Dans Les Druides et l’astrologie Origine et fondements de l’astrologie celto-druidique De la préhistoire au Moyen Âge (Aparis, 2014 ), Michel-Gérald Boutet fait un point sur les représentations du Capricorne :


Le Capricorne était anciennement représenté par un monstre aquatique, vraisemblablement un esturgeon plus tard remplacé par un dauphin, ou une chèvre. Selon les védantistes, les sept Rishis ou sages du Septentrion sous le signe de Makara (Capricorne) et Dévas, les plus hautes divinités célestes (Rudras, Kumaras, Adithyas, Gandharvas ou Asuras), firent leur descente dans le monde afin d’instruire l’humanité, d’instituer la sagesse et d’établir l’ordre.
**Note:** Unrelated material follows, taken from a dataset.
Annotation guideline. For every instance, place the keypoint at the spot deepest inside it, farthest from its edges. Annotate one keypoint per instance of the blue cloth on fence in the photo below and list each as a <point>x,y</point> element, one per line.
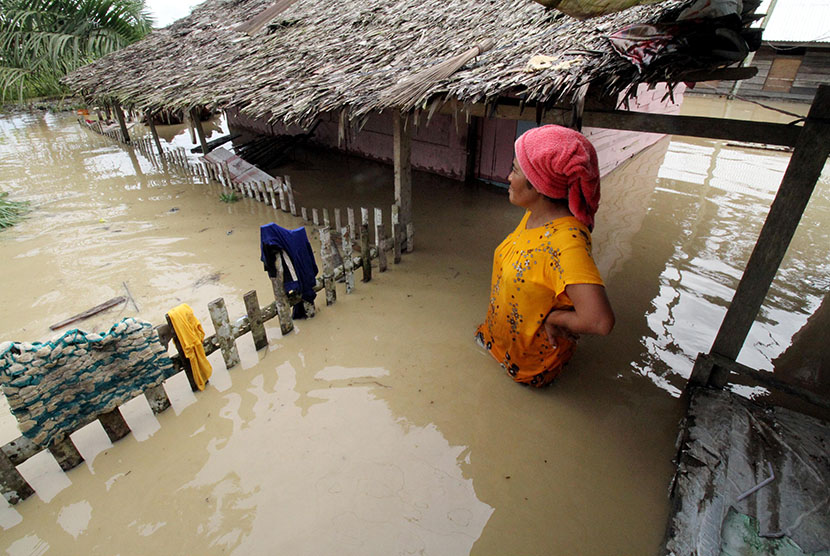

Du Septentrion émanent les sept rayons cosmiques qui influent sur les sept planètes ou sept mondes. Le mois gaulois de Riuros, « la Froidure », est aussi marqué par ces rayons. Les Romains appelaient cette constellation Capra, de même que les Scandinaves, Heiðrún, les deux pour « Chèvre ». Chaque soir, les pis de la chèvre Heiðrún remplissent d’hydromel un immense bassin. De par ses cornes, la chèvre est aussi le symbole des eaux célestes et de la lune, donc du Soma (le Haoma indo-iranien). Ainsi, la désignation hittite de « l’antilope gracieuse » nous rapproche quelque peu de celle des Classiques et des Germains.